Perhaps other readers will find virtues in the book which I have somehow missed seeing. But as far as I'm concerned--except for the lush descriptions of Thailand's fauna and plant life--there is little reason to read "Siam."

Don't waste your time!

Allusive, disturbing and incredible
This is a novel that obviously promoted strong pro and con sentiments. I found that many of the reasons that the readers were disturbed by the novel was what I liked best about it. This is certainly not a book for those that must have all their questions answered. This novel is a suggestion of Thai history, allusive, mysterious and provocative.

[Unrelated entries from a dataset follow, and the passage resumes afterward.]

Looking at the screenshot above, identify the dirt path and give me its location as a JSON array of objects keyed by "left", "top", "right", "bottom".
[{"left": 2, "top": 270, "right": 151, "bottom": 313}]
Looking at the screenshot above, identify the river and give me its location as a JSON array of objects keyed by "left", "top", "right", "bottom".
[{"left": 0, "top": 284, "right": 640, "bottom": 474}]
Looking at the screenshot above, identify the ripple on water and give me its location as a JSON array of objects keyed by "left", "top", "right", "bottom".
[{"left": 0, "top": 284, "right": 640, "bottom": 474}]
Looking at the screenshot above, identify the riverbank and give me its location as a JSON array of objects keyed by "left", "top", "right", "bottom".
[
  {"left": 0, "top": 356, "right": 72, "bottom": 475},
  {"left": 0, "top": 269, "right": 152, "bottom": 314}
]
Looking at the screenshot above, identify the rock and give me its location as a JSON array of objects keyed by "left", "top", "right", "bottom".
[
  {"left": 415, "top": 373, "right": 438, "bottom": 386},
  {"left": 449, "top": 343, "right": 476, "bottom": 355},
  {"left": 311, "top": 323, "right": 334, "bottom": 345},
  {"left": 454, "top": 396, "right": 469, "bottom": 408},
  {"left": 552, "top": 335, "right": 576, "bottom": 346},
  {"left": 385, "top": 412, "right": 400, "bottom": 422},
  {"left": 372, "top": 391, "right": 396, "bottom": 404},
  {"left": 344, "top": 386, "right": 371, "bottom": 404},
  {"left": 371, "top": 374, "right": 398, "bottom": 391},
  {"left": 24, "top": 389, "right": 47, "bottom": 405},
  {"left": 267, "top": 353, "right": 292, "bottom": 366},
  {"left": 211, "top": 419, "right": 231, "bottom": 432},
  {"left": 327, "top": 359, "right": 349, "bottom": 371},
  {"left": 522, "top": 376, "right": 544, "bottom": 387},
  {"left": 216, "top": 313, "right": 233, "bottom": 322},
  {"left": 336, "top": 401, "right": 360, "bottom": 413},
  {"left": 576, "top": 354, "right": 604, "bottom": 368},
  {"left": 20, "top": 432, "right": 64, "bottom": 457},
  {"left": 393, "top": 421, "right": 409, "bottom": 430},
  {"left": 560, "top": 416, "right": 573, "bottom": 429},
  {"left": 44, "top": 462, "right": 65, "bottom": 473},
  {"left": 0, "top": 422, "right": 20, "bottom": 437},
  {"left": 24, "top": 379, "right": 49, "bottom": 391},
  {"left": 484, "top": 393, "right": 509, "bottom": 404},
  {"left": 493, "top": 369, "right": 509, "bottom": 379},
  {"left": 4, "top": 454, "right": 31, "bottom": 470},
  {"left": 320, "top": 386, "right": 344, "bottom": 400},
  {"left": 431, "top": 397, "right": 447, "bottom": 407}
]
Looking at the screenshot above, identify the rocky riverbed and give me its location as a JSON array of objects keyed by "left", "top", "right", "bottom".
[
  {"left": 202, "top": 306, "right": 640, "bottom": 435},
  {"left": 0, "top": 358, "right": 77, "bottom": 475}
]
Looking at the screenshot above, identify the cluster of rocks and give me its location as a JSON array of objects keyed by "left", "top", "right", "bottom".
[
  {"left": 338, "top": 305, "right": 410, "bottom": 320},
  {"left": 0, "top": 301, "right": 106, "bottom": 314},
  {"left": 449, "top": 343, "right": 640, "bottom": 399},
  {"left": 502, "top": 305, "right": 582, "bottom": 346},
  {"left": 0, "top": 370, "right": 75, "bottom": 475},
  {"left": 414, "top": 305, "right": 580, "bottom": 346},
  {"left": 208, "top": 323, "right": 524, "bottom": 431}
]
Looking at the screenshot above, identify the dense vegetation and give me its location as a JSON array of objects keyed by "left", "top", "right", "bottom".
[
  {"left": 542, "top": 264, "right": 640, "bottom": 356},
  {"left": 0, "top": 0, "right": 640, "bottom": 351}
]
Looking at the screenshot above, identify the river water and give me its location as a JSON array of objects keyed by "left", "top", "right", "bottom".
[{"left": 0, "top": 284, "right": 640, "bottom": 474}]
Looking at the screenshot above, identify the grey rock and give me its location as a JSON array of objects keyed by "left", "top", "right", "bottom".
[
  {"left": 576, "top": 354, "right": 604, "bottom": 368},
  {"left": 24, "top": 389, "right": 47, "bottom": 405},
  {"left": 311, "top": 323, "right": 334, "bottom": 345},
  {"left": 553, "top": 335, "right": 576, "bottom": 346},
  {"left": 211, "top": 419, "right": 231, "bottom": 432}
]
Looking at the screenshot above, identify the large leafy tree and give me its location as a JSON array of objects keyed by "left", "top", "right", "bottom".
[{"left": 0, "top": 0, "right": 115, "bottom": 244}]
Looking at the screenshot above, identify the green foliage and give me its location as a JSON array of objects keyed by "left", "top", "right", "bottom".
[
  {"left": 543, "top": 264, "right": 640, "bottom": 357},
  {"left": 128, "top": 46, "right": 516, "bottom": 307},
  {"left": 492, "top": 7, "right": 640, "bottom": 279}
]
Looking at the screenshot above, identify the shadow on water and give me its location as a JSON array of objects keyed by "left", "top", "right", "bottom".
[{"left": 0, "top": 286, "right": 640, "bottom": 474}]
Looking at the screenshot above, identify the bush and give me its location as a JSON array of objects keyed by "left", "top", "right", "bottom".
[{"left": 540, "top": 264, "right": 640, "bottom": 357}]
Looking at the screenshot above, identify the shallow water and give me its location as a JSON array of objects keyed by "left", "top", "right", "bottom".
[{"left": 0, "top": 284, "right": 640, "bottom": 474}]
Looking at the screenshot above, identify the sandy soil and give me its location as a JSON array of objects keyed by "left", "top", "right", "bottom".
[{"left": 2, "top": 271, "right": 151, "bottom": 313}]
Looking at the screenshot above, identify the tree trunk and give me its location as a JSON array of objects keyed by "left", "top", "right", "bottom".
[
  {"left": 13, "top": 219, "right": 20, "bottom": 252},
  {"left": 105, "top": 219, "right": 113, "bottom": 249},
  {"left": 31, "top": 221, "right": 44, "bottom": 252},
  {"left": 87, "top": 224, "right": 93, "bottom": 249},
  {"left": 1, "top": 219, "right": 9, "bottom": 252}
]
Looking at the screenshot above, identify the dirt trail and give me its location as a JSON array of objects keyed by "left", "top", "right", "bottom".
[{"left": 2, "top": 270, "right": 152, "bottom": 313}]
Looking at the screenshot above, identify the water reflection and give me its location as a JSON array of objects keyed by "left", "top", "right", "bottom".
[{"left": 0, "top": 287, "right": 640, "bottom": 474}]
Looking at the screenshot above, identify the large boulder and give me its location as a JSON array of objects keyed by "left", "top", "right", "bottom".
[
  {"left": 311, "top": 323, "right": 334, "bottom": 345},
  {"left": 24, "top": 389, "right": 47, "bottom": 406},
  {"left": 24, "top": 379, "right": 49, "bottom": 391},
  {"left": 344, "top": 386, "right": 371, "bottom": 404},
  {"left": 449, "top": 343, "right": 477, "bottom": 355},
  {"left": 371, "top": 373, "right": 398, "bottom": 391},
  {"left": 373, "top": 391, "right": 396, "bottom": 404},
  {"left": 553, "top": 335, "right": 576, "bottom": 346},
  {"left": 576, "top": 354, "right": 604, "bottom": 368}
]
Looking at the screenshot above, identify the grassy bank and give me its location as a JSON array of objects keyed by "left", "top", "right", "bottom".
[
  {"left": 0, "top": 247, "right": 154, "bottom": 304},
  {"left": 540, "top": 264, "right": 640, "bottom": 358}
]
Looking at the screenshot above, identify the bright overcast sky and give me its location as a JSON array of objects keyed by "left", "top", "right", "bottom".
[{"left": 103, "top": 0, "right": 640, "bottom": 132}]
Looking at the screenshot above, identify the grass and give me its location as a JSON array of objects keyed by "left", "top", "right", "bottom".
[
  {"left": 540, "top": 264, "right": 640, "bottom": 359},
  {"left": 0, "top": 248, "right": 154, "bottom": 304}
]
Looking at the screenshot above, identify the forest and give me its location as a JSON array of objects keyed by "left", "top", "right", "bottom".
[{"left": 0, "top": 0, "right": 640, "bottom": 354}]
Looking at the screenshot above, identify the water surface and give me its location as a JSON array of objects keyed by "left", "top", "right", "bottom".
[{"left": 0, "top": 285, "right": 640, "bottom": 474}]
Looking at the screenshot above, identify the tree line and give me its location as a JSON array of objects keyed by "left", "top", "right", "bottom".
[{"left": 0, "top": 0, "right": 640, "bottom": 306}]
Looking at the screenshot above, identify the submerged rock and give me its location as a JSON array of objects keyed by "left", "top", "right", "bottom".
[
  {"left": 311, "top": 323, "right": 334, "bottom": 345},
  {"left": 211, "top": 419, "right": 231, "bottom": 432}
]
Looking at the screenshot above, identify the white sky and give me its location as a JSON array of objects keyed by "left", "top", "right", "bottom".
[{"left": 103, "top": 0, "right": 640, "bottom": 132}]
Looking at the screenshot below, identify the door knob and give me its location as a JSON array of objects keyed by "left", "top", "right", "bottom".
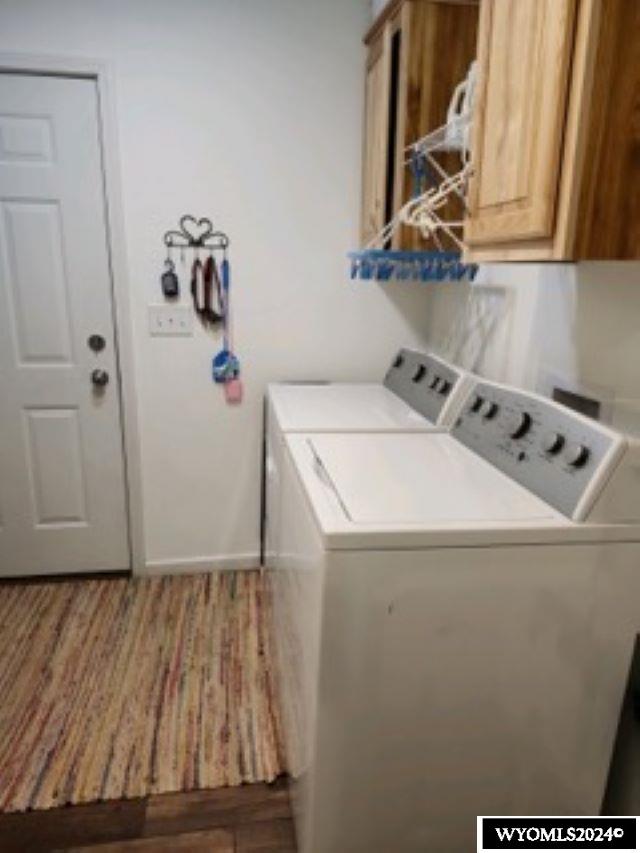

This is a story of a rather naive young American woman, Claire, who marries impulsively to a military contractor working out of Thailand during the Vietnam war. She must cope with a new culture, servants she distrusts and a husband that she becomes suspicious of. Yet, there is a tone of mystery, a friend they met at a dinner party disappears. Based on a real event, Jim Thompson, an American silk buisnessman disappears during a vacation. Claire becomes obsessed with his absence, along with other issues of her life that begin to unravel.

At first, her arrival prompted her to take Thai language lessons, research Thai history and culture in the local library and join a military wives weekly tour group. The plunge into Thai culture begins to take it's toll on Claire. She mistrusts the servants, and later finds items missing that she treasures. Worst, she doubts her debonair husband and fears he is having affairs with friend's wives. She takes to examining his dirty laundry for evidence of infidelity. She can't sleep and begins to drink more. She misses her home and her family. She finds the Thai food disgusting and the outside town filthy. There is a palpable tension that the author alludes to, a crisis in the making and a constant referral to the violence of the Thai past intersecting with this woman's life.

I guarantee all your questions will not be answered. The ending is allusive and disturbing. While accepting the novel as it is would be my advice, I would relish the opportunity to review this book in a book club setting. I am sure the interpretations would be various and vast. Don't let the originality put you off to an incredible unique novel.

Recommended novel & for those interested in Thailand
A friend gave me Siam and I really liked it. I have never been to Thailand but I felt like I was visiting while reading this book (through the eyes of Claire). If you're wondering if Siam is for you read the Editorial reviews by Amazon.com, Booklist, and the Publisher. I think all three reviews describe the book very well.